Parser for text exported from Roam databases
Takes a text string as exported from a Roam database (see: https://roamresearch.com/) and builds a tree representing it in Hiccup format (see: https://github.com/weavejester/hiccup).
Based on the specification here: https://roamresearch.com/#/app/help/page/NYgRwJaQM
(parser/parse "Some text containing an __italic section__ and a [[[[nested]]link]]")
produces:
[:content "Some text containing an " [:italic "italic section"] " and a " [:link [:link "nested"] "link"]]
The parsing conforms to the grammar specified in the file roam.bnf
in the src root.
For more details on the format of this file see: https://github.com/Engelberg/instaparse/blob/master/docs/ABNF.md
The root element of the tree returned is [:content ...]
and its children are plain text strings mixed with any of the following elements.
:todo :done :link :code-block :code :block-ref :roam-render :latex :image-alias :alias :highlight :bold :italic
These elements may be nested in accordance with the rules of
the grammar specified in roam.bnf
and the results may be modified
by editing that file. If new element types are added to Roam in the future
then the corresponding marker strings used to delineate them must be added
there and also in markers.clj
To remove the :content keyword in the root element add angle brackets round it on line 1:
<content> = (element | plain-text)*
To allow only nested curly braces, but not bold or italic etc, within Roam render sections,
change text to plain-text in line 16:
roam-render = <roam-render-start> (roam-render | plain-text)* <roam-render-end>
The file rtree.clj
provides 3 utility functions for working with parsed trees.
rtree->rtree
transforms one Roam tree into another with some markers swapped (e.g. italic -> bold or TODO -> DONE)strip-rtree
removes elements of specified types from a treertree->string
converts a Roam tree back into text
See examples.clj
for more information.
The parsing is in 3 phases.
- phase 1 is a regex search and replace that prepares the string for more efficient handling by the main parser
- phase 2 is the main parsing phase and uses the instaparse parser (see: https://github.com/Engelberg/instaparse)

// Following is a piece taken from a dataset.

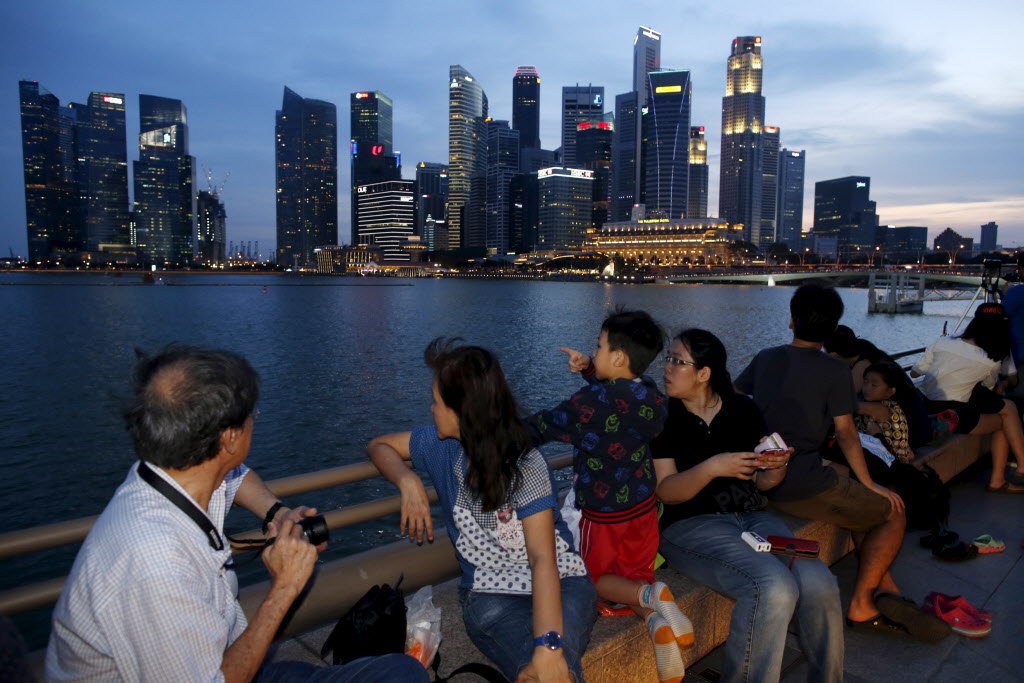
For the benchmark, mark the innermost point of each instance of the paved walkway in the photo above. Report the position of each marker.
(994, 582)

- phase 3 tidies up the resulting tree
So, starting with the string:
"Text with a {{formula}} (in **__latex__**): $$a^{(1)} = x^t$$"
phase 1 will find and hlghlight the marker strings producing this:
"Text with a ^R^Q{{^S^Rformula^R^Q}}^S^R (in ^R^Q**^S^R^R^Q__^S^Rlatex^R^Q__^S^R^R^Q**^S^R^R^Q)^S^R: ^R^Q$$^S^Ra^{(1)} = x^t^R^Q$$^S^R"
which phase 2 will parse as:
[:content "Text with a " [:roam-render "formula"] " (in " [:bold [:italic "latex"]] [:alias-end] ": " [:latex "a^{(1)} = x^t"]]
This is mostly as we would wish, except that the closing parenthesis after the bold italic word "latex" has been interpreted as marking the end of a Roam alias, which is wrong. Note that this has not happened to the closing parenthesis after the number 1 in the following formula, this is because that is inside a latex section (between $$ markers) which was enough for phase 1 to not highlight it.
Phase 3 now tidies up, converting the unmatched link marker back to plain text and merging it with the adjacent text to produce:
[:content "Text with a " [:roam-render "formula"] " (in " [:bold [:italic "latex"]] "): " [:latex "a^{(1)} = x^t"]]